Like many other tough cuts, long, slow cooking methods bring out lots of flavor and a very soft, tender texture in lengua. Its flavor is very rich and distinct. If the lengua is sliced and grilled after being cooked, the high heat will create a crisp texture on the meat's exterior, which helps to avoid a mushy cut of meat.

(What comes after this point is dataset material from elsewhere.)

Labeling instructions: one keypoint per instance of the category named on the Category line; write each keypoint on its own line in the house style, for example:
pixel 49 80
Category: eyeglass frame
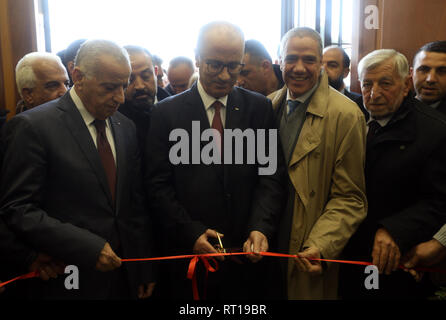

Lengua vs. Beef Tongue vs. Ox Tongue

In dishes such as tacos in Mexico or stuffed beef tongue in Puerto Rico, this cut is referred to by its Spanish name, lengua. In English, lengua may be referred to as beef tongue or ox tongue. While the cut is prepared in different dishes in different cultures, all three names refer to the same cut from the same animal.

Lengua Recipes

Where To Buy Lengua

Lengua can be purchased in the fresh meat section or butcher counter at Latin American grocery stores as well as some large supermarkets. It may also be found at traditional or specialty butcher shops. You may be able to find it already cleaned and skinned or ask the butcher to peel off the skin for you. Pickled tongue may be purchased from Jewish delis and grocery stores.

Storage

Store fresh lengua in its original packaging or tightly wrapped in plastic wrap or in an airtight container for three to four days. Fresh lengua can also be frozen in airtight freezer bags or wrapped in freezer paper or heavy-duty aluminum foil for two to three months. Once cooked, lengua should be refrigerated in an airtight container.

Nutrition and Benefits

As you might expect, lengua is an excellent source of protein. While beef tongue is not a lean meat, it contains a good balance of saturated and unsaturated fats. It's also a valuable source of micronutrients like zinc, phosphorus, iron, and vitamins B-12, B-2, B-3, and B-6.